US appeals court upholds Starlink deployment change
TAMPA, Fla. — A U.S. appeals court Aug. 26 upheld the Federal Communications Commission’s year-old decision to let SpaceX deploy more satellites at lower altitudes to improve the Starlink broadband constellation’s performance.
The FCC’s decision allowed SpaceX to operate all its approved Ku-band and Ka-band satellites at around 550 kilometers above the Earth.
Previously, SpaceX was required to deploy nearly two-thirds of its constellation between 1,100 and 1,300 kilometers, adding more latency for the network.
Nearly two-thirds of the 4,408 satellites SpaceX has permission to deploy in Ku-band and Ka-band are currently in orbit, according to astronomer and spaceflight analyst Jonathan McDowell.
Satellite TV broadcaster Dish Network and broadband competitor Viasat had challenged the modification to SpaceX’s regulatory license to operate at lower altitudes.
Viasat argued that the FCC should have conducted a thorough environmental review of SpaceX’s constellation before letting it operate more satellites at lower altitudes in low Earth orbit (LEO).
Satellite systems have a categorical exemption from the National Environmental Policy Act (NEPA), which requires the FCC and other federal agencies to assess the environmental impacts of their actions.
The FCC implemented the exemption in the mid-1980s based on analysis at the time that individual satellite launches would not have measurable effects on the environment.
However, Viasat says the recent emergence of Starlink and plans for other sizable constellations has created new environmental considerations that need to be addressed.
The appeals court said Viasat and The Balance Group, an environmental organization that had joined the operator in the legal action, did not meet requirements to have standing for an appeal on their claim that the FCC violated NEPA by allowing Starlink to lower its altitude without an environmental assessment.
While Viasat worries that Starlink’s satellites could collide with others and cause debris, the court said this “theory of injury is much too speculative.”
“To ground standing on the risk of future harm, a party must show both that the risk is substantial and that the challenged action substantially increases it,” the court said, and “Viasat posits too many unlikely contingencies to clear those hurdles.”
Viasat had also argued that SpaceX’s constellation makes it more technically complex and expensive for Viasat to launch its own satellites.
The court said these and other harms cited by Viasat are economic and fall outside the zone of interests protected by NEPA.
“We believe that the Court’s decision is a setback for both space safety and environmental protection,” Viasat said in a statement after losing the appeal.
“Had the Court forced the FCC to properly grapple with the complicated issues surrounding deployment of mega-constellations in LEO, we believe harmful impacts that otherwise may persist for decades or even centuries to come could have been avoided.”

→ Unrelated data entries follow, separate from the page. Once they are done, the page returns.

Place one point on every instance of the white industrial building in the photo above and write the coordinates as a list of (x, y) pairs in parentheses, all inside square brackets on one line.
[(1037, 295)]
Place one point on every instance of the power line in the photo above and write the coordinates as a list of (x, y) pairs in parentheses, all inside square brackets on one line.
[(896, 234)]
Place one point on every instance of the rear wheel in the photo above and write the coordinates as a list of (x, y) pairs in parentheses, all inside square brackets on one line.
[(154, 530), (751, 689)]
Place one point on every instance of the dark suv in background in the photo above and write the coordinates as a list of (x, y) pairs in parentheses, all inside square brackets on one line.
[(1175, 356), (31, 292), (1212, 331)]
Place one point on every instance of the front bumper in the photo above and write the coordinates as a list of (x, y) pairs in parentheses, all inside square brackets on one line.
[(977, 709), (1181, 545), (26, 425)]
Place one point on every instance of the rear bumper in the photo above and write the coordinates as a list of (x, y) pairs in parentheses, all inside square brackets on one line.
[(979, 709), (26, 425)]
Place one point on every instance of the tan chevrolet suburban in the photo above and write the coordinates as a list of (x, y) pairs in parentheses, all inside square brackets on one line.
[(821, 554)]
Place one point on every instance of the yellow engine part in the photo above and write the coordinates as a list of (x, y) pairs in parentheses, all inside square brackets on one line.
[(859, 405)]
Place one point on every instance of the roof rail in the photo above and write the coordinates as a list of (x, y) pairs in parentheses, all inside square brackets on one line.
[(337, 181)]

Dish had argued that the FCC refused to consider reports from experts that claimed SpaceX’s altitude change would interfere with the broadcaster’s satellites.
The court said these reports “use a different method for assessing interference than what binding regulations require.”
The FCC considered the possibility of interference, the court added, and found that changing the altitude of Starlink satellites “will not increase interference” to satellites in geosynchronous orbit.
Viasat also opposes SpaceX’s request for FCC approval to operate a second-generation constellation of nearly 30,000 satellites, which would operate between 340 and 614 kilometers in LEO, on environmental grounds.
SpaceX has separate approval from the FCC permission to deploy 7,500 LEO satellites operating in V-band.
This article was updated Aug. 30 to add more details from the appeals court’s decision.